Gleichzeitig hat ein merkwürdiger Mann der kleinen Regierungspartei, der als Vertreter der erklärten Gegner der Europäischen Union ausgerechnet als Spitzenkandidat für die EU-Wahlen antritt, nicht nur ein Problem mit Journalisten, sondern bereits ein Problem, wenn er Fragen gestellt kriegt. Ich denke, er sollte in Zukunft besser nirgendwo mehr hingehen, wo ihm so etwas wieder drohen könnte, vielleicht hat ihm niemand gesagt, dass er in einer Nachrichtensendung nicht zum Gedichtaufsagen erscheinen soll. Diesem hätte in dieser denkwürdigen Sendung ein abgebrannter Dom enorm geholfen, so aber war er der Dummheit seiner eigenen Leute ausgesetzt und hat mittels Angriff versucht, die dauernde Nazi-Symbolik und Nazi-Ästhetik sogar mit Drohungen wegzufauchen, was nichts nützt. Der ganzen Zündlerei fehlt eben ein ordentlicher Brand.

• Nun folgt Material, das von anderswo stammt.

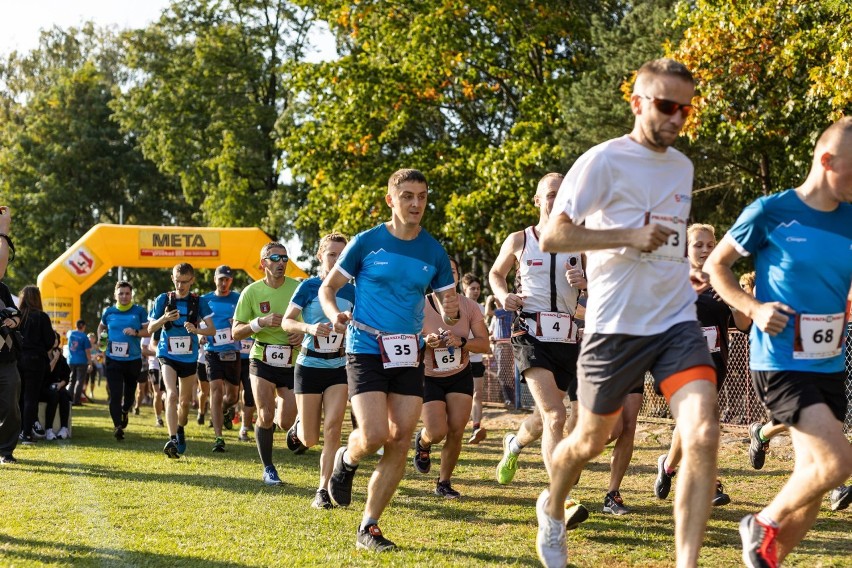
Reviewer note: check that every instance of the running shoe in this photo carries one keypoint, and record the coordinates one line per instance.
(371, 538)
(444, 489)
(614, 504)
(756, 448)
(170, 449)
(663, 484)
(478, 435)
(758, 543)
(840, 497)
(219, 445)
(575, 513)
(270, 476)
(720, 498)
(508, 464)
(340, 483)
(550, 540)
(294, 444)
(422, 460)
(181, 440)
(322, 500)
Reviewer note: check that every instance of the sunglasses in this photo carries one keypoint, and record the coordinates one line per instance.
(668, 107)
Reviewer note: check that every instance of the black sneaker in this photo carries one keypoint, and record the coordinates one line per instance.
(322, 500)
(663, 484)
(340, 483)
(720, 497)
(170, 449)
(444, 489)
(371, 538)
(294, 444)
(422, 460)
(614, 504)
(758, 543)
(756, 448)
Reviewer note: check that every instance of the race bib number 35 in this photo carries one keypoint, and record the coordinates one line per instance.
(818, 336)
(400, 350)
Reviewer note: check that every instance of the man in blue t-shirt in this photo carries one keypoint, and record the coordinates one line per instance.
(79, 359)
(393, 265)
(179, 314)
(802, 242)
(223, 355)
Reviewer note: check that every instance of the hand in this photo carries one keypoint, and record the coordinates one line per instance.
(772, 317)
(651, 237)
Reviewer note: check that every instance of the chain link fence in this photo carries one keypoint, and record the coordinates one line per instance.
(739, 405)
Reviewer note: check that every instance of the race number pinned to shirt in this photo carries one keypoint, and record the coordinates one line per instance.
(329, 343)
(446, 359)
(277, 355)
(711, 335)
(818, 336)
(180, 345)
(399, 350)
(118, 348)
(673, 250)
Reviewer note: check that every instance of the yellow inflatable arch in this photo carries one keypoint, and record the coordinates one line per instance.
(140, 246)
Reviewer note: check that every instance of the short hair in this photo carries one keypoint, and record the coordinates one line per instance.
(664, 67)
(405, 175)
(184, 268)
(696, 227)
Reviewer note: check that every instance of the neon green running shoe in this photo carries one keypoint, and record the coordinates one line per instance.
(508, 464)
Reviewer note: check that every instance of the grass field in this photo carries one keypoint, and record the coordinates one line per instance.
(92, 501)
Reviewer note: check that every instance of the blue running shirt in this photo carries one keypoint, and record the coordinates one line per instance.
(803, 259)
(391, 278)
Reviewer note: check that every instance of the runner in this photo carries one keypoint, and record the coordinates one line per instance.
(259, 313)
(626, 202)
(177, 315)
(393, 264)
(223, 356)
(802, 242)
(448, 389)
(124, 323)
(320, 376)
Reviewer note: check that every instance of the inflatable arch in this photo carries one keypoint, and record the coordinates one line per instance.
(141, 246)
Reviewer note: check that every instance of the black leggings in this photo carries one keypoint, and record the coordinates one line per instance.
(121, 380)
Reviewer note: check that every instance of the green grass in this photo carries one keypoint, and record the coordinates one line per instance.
(92, 501)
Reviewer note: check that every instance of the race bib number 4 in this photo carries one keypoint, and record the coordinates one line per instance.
(673, 250)
(277, 355)
(818, 336)
(400, 350)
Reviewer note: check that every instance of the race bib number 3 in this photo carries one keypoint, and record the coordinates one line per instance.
(818, 336)
(674, 250)
(400, 350)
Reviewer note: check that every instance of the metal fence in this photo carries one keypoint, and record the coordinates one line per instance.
(738, 403)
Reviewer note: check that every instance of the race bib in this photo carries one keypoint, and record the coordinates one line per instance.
(400, 350)
(446, 359)
(180, 345)
(818, 336)
(277, 355)
(329, 343)
(673, 250)
(711, 335)
(223, 336)
(118, 348)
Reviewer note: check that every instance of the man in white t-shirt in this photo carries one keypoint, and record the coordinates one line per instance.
(626, 202)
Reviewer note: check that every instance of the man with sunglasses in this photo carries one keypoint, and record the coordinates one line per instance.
(626, 203)
(259, 312)
(393, 265)
(179, 315)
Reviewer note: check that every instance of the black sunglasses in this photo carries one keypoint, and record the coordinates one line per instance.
(668, 107)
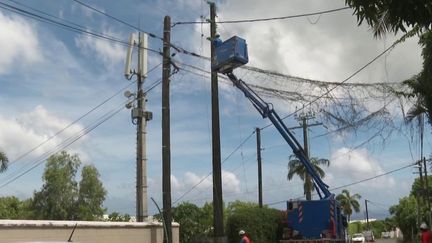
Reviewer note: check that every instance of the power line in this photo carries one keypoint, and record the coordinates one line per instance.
(202, 180)
(116, 19)
(69, 141)
(407, 35)
(78, 119)
(358, 182)
(263, 19)
(77, 28)
(178, 49)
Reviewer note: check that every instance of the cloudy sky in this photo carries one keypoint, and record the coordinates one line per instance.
(54, 79)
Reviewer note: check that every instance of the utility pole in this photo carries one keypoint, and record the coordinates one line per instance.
(258, 135)
(216, 158)
(140, 117)
(303, 118)
(426, 182)
(367, 216)
(166, 143)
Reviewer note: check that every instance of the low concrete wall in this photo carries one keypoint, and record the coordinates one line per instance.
(85, 232)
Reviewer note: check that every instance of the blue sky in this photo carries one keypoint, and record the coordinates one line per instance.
(50, 77)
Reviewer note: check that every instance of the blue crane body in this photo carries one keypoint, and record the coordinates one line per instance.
(315, 219)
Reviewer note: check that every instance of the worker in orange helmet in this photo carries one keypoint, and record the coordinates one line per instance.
(244, 237)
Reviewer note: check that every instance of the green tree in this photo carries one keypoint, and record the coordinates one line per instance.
(12, 208)
(190, 218)
(56, 200)
(421, 84)
(4, 161)
(91, 195)
(60, 197)
(296, 167)
(405, 216)
(117, 217)
(262, 224)
(392, 15)
(349, 203)
(418, 187)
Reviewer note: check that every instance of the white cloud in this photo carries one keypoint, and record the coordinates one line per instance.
(204, 183)
(357, 165)
(28, 130)
(18, 42)
(108, 53)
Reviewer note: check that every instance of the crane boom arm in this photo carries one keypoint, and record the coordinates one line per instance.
(267, 111)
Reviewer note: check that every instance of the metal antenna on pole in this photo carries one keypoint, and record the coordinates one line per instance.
(166, 139)
(139, 117)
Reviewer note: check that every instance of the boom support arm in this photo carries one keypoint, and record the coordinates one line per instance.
(267, 111)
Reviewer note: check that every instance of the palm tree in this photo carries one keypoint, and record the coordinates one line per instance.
(3, 161)
(349, 202)
(296, 167)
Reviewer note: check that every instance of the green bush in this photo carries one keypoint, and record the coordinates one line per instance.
(263, 225)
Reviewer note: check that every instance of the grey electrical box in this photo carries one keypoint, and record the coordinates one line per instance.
(136, 113)
(148, 115)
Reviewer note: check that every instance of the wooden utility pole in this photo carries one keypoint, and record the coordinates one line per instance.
(142, 117)
(166, 144)
(258, 135)
(367, 216)
(216, 160)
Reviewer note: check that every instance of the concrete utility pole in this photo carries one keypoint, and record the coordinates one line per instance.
(143, 117)
(367, 216)
(139, 117)
(258, 135)
(216, 160)
(166, 143)
(303, 118)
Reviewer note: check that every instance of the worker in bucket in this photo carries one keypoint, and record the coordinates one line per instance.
(426, 235)
(244, 237)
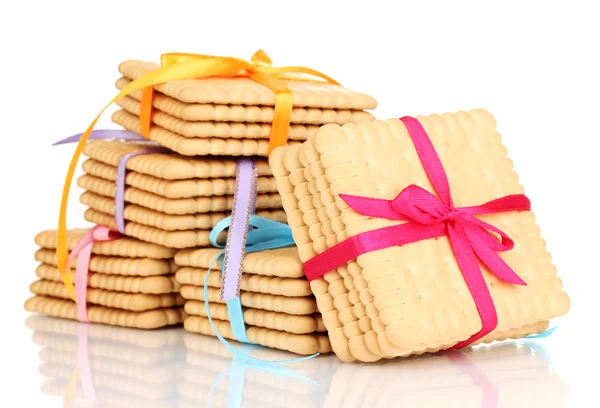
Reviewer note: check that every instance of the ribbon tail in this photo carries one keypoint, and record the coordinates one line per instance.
(467, 262)
(495, 264)
(81, 277)
(243, 207)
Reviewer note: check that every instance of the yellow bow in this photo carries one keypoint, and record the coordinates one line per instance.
(180, 66)
(259, 69)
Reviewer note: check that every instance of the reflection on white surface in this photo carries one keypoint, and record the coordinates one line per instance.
(103, 366)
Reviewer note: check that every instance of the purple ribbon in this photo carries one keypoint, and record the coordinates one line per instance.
(120, 193)
(244, 199)
(117, 134)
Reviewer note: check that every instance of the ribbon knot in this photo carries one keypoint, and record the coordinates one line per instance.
(83, 252)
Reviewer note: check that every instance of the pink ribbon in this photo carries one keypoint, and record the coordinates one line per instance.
(429, 217)
(83, 251)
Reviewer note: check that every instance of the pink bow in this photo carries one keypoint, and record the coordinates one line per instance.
(429, 217)
(83, 251)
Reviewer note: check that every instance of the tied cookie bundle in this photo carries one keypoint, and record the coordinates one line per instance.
(416, 236)
(252, 288)
(125, 282)
(165, 198)
(99, 365)
(169, 177)
(279, 310)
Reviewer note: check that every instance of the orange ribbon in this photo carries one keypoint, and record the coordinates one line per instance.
(180, 66)
(258, 69)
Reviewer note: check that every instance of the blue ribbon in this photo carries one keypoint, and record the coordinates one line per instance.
(542, 335)
(265, 234)
(237, 373)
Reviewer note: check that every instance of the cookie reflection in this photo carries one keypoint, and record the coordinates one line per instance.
(95, 365)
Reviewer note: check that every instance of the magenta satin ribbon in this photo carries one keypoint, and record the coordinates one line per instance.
(120, 184)
(244, 200)
(83, 251)
(429, 217)
(83, 363)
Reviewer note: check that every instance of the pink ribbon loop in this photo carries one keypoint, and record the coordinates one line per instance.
(83, 251)
(429, 216)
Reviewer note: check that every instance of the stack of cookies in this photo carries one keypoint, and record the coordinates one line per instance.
(233, 116)
(412, 298)
(130, 283)
(114, 366)
(278, 307)
(169, 199)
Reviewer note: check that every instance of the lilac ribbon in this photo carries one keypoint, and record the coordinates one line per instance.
(243, 206)
(117, 134)
(120, 193)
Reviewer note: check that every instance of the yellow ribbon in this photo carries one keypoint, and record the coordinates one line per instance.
(181, 66)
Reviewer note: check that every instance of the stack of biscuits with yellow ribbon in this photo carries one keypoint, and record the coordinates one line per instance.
(130, 283)
(278, 308)
(242, 114)
(170, 176)
(174, 195)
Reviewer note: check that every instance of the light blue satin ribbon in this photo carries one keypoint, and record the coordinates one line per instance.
(542, 335)
(265, 234)
(237, 373)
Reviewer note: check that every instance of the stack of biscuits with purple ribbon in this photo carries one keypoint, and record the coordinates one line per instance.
(173, 185)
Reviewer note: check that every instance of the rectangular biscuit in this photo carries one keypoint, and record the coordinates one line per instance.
(342, 153)
(273, 303)
(124, 246)
(244, 91)
(320, 287)
(304, 344)
(65, 309)
(273, 285)
(135, 302)
(185, 188)
(281, 262)
(324, 233)
(117, 265)
(170, 166)
(194, 146)
(192, 205)
(217, 130)
(243, 113)
(128, 284)
(168, 222)
(296, 324)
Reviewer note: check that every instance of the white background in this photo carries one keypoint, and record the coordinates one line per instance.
(533, 64)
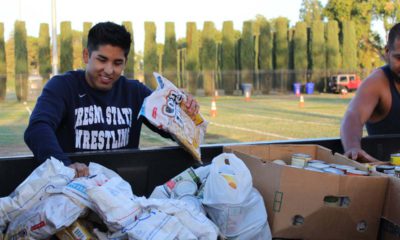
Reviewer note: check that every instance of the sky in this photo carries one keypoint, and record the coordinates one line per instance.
(34, 12)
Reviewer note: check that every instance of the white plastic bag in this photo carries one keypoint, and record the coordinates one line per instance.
(45, 218)
(77, 189)
(115, 207)
(165, 109)
(229, 181)
(188, 217)
(240, 220)
(48, 178)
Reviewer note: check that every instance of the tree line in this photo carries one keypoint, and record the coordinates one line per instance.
(266, 53)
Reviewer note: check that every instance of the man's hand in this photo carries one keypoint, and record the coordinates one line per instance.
(361, 156)
(192, 106)
(81, 170)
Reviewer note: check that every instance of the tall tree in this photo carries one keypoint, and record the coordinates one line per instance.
(66, 48)
(3, 65)
(150, 57)
(44, 52)
(318, 58)
(265, 54)
(349, 46)
(247, 53)
(169, 56)
(228, 57)
(86, 27)
(208, 57)
(310, 11)
(300, 52)
(333, 58)
(281, 53)
(21, 61)
(129, 71)
(192, 55)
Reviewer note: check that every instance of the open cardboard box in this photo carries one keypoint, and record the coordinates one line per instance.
(302, 204)
(390, 225)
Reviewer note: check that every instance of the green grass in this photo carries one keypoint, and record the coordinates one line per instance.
(263, 118)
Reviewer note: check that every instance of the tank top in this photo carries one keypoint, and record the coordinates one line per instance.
(391, 123)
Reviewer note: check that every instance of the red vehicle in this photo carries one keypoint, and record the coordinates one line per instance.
(343, 82)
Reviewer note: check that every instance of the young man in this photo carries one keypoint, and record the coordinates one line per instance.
(376, 104)
(94, 109)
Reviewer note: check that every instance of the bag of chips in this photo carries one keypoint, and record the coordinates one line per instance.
(165, 108)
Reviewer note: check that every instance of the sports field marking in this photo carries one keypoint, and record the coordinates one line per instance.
(250, 130)
(155, 136)
(291, 120)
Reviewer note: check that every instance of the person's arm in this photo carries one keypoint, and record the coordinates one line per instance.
(40, 135)
(360, 110)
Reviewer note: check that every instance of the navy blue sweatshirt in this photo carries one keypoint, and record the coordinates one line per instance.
(70, 116)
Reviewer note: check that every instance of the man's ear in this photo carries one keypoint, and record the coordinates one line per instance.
(387, 54)
(85, 55)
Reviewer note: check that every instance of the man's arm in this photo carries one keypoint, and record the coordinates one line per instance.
(360, 110)
(40, 135)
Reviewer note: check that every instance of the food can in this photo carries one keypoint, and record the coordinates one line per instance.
(317, 165)
(395, 159)
(316, 161)
(357, 173)
(385, 169)
(313, 169)
(333, 170)
(300, 159)
(184, 187)
(342, 167)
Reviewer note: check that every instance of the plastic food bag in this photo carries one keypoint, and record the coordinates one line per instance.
(165, 108)
(116, 208)
(189, 221)
(229, 181)
(48, 178)
(45, 218)
(239, 220)
(99, 175)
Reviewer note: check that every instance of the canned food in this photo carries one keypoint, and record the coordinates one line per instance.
(333, 170)
(344, 168)
(184, 187)
(317, 165)
(384, 168)
(316, 161)
(313, 169)
(395, 159)
(357, 173)
(300, 159)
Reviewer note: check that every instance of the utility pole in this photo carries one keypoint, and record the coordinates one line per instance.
(54, 38)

Den Dom aus der Stadt getrieben hat anlässlich dieser unheimlichen Serie von braunen Einzelfällen die größte Oppositionspartei. Da gibt es eine interessante Tradition mittlerweile, was die Haltung für oder gegen etwas betrifft. Ein ehemaliger Zivildiener und Verteidigungsminister meinte bereits vor geraumer Zeit, dass es für ihn möglich sei, mit den braunen Zwergen in einer Koalition auf Landesebene zu sein und gleichzeitig ein Bollwerk gegen sie. Ich habe das bis heute nicht verstanden, aber es wird nun wieder aufgefrischt. Die ehemalige Kanzlerpartei fordert das Ende der Bundesregierungskoalition, auf Landesebene sei das aber etwas ganz ganz anderes, wenn man mit dem Narrensaum der Heimat koaliert. Was, wurde nicht verraten, wir raten selbst: Weil im Burgenland noch niemand ein Gedicht aufgesagt hat? Ich fürchte, dass dieses Geheimnis niemals gelüftet wird. So flach ist schwer Opposition zu machen, und so ist es selbst für Amateure leicht zu regieren. Hier hülfe ein Brand auch nicht weiter, auch wenn der Hut schon länger glimmt. So lange die Genossen vor allem mit sich selber beschäftigt sind und augenscheinlich Teile dieser Partei im Jahr 2018 ein Problem damit hatten, dass eine Frau an der Spitze steht, müssen sie sich wirklich neu ordnen, das geht nicht von heute auf morgen. In Anbetracht der politischen Lage und der in der Zwischenzeit gefühlt dreistelligen Zahl an Elfmetern, die aufgelegt sind vor einem leeren Tor, wundert es schon sehr, dass hier niemand sich zu schießen traut, gewisse Selbstfindungsseminare sollten auf später verschoben werden, wenn es noch Interesse an diesem Land gibt.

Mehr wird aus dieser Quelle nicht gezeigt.